Se detuvo y miró alrededor.

Allí estaba, el tío flacucho de piel pardusca, un hombre que podría tener desde treinta y cinco años hasta sesenta. Estaba apoyado en la alambrada poco firme que rodeaba aquel parque del corazón de Harlem. Detrás de él, brillaba con el sol el cuello húmedo de una botella de whisky o de vino que estaba medio escondida entre la hierba amarillenta.

– ¿Qué passsa, colega? -preguntó Jax, encendiendo otro cigarrillo mientras se acercaba resueltamente y se detenía.

El tipo flacucho le hizo un guiño. Miró el paquete que le ofrecía Jax. No tenía claro de qué iba la cosa, pero de todas maneras cogió un cigarrillo y se lo guardó en el bolsillo.

– ¿Tú eres Ralph? -prosiguió Jax.

– ¿Y tú quién eres?

– Amigo de DeLisle Marshall. Estaba con él en el pabellón S.

– ¿Lisie? -El tipo flacucho se tranquilizó un poco.
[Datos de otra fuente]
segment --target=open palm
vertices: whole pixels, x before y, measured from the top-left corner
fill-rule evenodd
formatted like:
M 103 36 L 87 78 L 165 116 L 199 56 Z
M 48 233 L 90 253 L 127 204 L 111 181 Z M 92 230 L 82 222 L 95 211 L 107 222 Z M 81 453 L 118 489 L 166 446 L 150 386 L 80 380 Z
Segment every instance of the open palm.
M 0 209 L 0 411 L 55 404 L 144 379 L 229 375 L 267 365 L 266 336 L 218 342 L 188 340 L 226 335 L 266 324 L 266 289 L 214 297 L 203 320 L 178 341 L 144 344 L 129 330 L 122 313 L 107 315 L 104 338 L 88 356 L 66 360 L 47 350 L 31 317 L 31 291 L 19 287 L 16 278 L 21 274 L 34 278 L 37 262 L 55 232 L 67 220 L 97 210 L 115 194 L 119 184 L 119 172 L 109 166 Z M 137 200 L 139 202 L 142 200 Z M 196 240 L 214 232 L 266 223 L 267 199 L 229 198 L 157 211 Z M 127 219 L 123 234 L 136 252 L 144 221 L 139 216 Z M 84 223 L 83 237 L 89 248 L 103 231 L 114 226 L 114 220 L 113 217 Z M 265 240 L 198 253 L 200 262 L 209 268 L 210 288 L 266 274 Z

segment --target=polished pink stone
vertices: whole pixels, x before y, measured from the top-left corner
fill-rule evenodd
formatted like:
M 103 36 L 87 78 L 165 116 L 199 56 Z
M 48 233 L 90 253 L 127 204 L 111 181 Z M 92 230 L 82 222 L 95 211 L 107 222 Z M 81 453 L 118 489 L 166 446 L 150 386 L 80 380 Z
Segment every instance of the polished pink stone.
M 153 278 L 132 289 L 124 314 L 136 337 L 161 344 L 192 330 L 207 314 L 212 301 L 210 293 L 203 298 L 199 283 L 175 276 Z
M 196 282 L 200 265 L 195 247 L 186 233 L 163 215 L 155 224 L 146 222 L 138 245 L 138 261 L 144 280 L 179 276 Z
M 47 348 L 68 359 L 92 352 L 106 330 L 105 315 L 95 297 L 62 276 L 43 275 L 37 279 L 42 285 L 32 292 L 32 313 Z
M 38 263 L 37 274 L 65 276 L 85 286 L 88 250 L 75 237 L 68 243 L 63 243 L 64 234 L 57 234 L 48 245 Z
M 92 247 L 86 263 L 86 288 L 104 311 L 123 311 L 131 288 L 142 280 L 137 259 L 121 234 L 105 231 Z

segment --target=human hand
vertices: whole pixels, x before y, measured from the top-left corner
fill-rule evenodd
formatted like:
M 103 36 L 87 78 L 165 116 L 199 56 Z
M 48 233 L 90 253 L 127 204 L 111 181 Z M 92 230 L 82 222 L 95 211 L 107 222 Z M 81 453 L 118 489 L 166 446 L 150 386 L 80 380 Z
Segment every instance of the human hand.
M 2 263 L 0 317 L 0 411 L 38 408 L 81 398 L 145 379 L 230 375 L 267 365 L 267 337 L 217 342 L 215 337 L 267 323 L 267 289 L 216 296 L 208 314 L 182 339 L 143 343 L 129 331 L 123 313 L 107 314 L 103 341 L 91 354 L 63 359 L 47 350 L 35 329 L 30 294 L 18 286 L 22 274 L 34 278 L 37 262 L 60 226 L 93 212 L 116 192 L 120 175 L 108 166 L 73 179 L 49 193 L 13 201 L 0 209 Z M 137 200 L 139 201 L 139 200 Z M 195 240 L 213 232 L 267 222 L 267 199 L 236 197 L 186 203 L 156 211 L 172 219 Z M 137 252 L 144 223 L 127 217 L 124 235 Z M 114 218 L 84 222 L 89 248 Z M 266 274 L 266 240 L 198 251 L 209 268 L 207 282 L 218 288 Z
Apartó la vista de aquel hombre que podía partirle en dos y vigiló el mundo desde la posición estratégica de la alambrada-. ¿Lisie ha salido?

Jax se echó a reír.

– Lisie le pegó cuatro tiros en la cabeza a un miserable hijo de puta. Habrá un negro en la Casa Blanca antes de que Lisie salga.

– A algunos les dan la condicional -dijo Ralph, tratando de ocultar sin éxito el hecho de haber sido pillado poniendo a prueba a Jax-. ¿Y qué se cuenta Lisie?

– Te envía saludos. Me dijo que te buscara. Él responde por mí.

– Responde por ti, responde por ti. De acuerdo. Dime, ¿cómo es su tatuaje? -El pequeño y flacucho Ralph, con su flacucha y pequeña perilla, estaba recuperando un poco su bravuconería. Estaba poniéndole a prueba otra vez.